House Panel OKs Budget Resolution Without Entitlement Cuts
The House Budget Committee on Wednesday voted 22-17 along party lines to approve a $2.8 trillion fiscal year 2007 budget resolution that does not call for mandatory spending reductions to Medicare or Medicaid, CQ Today reports. President Bush in his budget proposal last month outlined $65 billion in spending reductions from Medicare and other mandatory programs over five years.
The House resolution includes $6.8 billion in spending reductions to mandatory programs, but it "spar[es] politically sensitive programs such as Medicaid and Medicare," CQ Today reports (Dennis, CQ Today, 3/29).
Budget Committee Chair Jim Nussle (R-Iowa) and other House committee chairs "are still figuring out how to meet the $6.8 billion mandatory spending cut goal," CongressDaily reports (Cohn, CongressDaily, 3/29).

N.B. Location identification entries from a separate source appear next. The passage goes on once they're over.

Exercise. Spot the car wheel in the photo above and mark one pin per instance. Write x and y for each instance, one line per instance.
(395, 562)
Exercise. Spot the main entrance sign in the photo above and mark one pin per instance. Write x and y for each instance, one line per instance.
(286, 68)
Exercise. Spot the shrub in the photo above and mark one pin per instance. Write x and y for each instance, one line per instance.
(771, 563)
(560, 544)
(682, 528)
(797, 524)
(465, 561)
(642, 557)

The House resolution adopts Bush's proposed $873 billion cap on discretionary spending, a 3.6% increase over last year (Dennis, CQ Today, 3/29). The plan includes a 7% increase in the core defense budget, not including war costs, meaning that domestic programs such as health research and education face tightened budgets (Seattle Times, 3/30).
Under the discretionary spending cap, "nonsecurity spending would rise by a negligible amount for a near-freeze over FY06 levels," CongressDaily reports (CongressDaily, 3/29).
The House resolution's entitlement savings are "well shy of what conservatives had sought, but they remained heartened that reconciliation instructions were included at all," CQ Today reports (CQ Today, 3/29). "Some moderates are encouraged that the budget plan does not target entitlements, particularly Medicare," CongressDaily reports.
Rep. John McHugh (R-N.Y.) said some of the larger spending reductions that had been under consideration "would have dealt a hefty blow to our hospitals and other caregivers," adding, "On the surface, it appears that we can claim victory" (Cohn, CongressDaily, 3/30).
However, other moderate Republicans "attack[ed]" the resolution's spending levels for domestic programs, CQ Today reports.
Rep. Michael Castle (R-Del.), who has called for $7 billion to restore a nominal increase in discretionary spending for health and education programs, said the House resolution was a "nonstarter." Castle said, "The domestic discretionary number is simply insufficient, and it will be extremely difficult to pass this budget resolution on the House floor" (CQ Today, 3/29).
The Wall Street Journal reports that Republican leaders in the Senate and House "face opposition from both conservative and moderate members of their party, and most Democrats are opposed" to the two chambers' budget resolutions (Mullins, Wall Street Journal, 3/30).
Democrats "blasted" the House resolution's effect on the budget deficit, which would total $348 billion in 2007, the AP/Philadelphia Inquirer reports (Taylor, AP/Philadelphia Inquirer, 3/30).